On voit que la réflexion est bien autre et ne se focalise pas spécialement sur le transhumanisme, dont on pourrait simplement penser qu’il n’est que la prochaine étape de notre évolution. Je sais parfaitement que je réponds à côté de certaines questions cachées, telles celles liées à la moralité de telles expériences. Mais de quel *droit* un individu n’agressant personne ne pourrait-il tenter d’améliorer son existence humaine ? Notre devoir consiste à lui accorder cette liberté, pourvu qu’il reconnaisse la nôtre. Voilà notre civilisation. 

Pour les libertariens, chacun est libre de disposer de son corps, et donc de l’améliorer.

Un dernier mot ?

Nous sommes juste après des élections européennes qui ont vu « la droite » supposée faire 8%, un score sans précédent dans le champ du minable. Bien que profondément opposé à toute démarche partisane, ce chiffre m’affecte précisément parce qu’il illustre l’incapacité de ces élites supposées porteuses d’un message civilisationnel d’en être dignes et de le porter haut et fier.
Wauquiez vient de démissionner, la bataille de sa succession va faire rage, probablement avec les bassesses habituelles. Pour ma part, partis ou pas, je pense qu’il faut inverser la logique et cesser de se laisser intimider par les gauchistes de tous poils qui se font passer pour les seuls humanistes, alors qu’ils sont les vrais tyrans. Il faut être fier de son héritage civilisationnel et l’assumer pleinement – de toute manière, il n’y a désormais plus rien à perdre, et le successeur importe peu à ce niveau.

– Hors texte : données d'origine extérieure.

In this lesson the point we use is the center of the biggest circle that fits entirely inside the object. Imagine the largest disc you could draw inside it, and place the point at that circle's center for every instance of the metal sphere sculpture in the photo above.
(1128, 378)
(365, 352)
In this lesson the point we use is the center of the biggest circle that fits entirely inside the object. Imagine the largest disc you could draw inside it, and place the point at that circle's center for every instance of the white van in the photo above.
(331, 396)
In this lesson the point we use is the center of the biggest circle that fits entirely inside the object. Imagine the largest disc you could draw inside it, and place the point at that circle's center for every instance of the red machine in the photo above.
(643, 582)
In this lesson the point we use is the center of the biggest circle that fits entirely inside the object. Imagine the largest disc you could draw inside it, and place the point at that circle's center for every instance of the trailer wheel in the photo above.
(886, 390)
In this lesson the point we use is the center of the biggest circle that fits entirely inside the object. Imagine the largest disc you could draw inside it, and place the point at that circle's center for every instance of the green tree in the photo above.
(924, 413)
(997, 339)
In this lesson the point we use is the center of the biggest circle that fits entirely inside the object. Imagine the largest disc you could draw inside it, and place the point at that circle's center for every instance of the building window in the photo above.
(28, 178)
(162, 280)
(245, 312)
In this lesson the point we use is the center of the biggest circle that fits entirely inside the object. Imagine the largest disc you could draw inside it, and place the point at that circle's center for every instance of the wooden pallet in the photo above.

À ce propos, H-H.Hoppe, chef de file des libertariens, nous éclaire ainsi : « Ainsi, pour empêcher un déclin, il ne faut ni plus ni moins qu’un changement de l’opinion publique ; et celle-ci peut être influencée à tout moment par idées et idéologies. » 
Il a bien sûr raison. Cela veut dire qu’il ne faut pas aller dans le sens du poil, là où il est facile d’aller, là où on se croit populaire, mais où on perd toute substance. Il faut aller à contre-courant et oser dire le vrai. Il faut oser dire que la civilisation rime avec liberté individuelle et respect du vrai droit et que c’est par là que l’avenir se dessine. Il faut le courage d’un libéralisme fort et qui bouscule. Le choix est simple, pour cette droite en lambeaux. Suivre les libertariens, ou disparaître et se rendre complice d’un désastre pire encore.

Où peut-on vous retrouver ? 

Un peu partout sur Internet : sur mon blog, sur Vu d’Ailleurs, sur la chaîne Regards Libres également. 
Merci pour cette interview fort pertinente.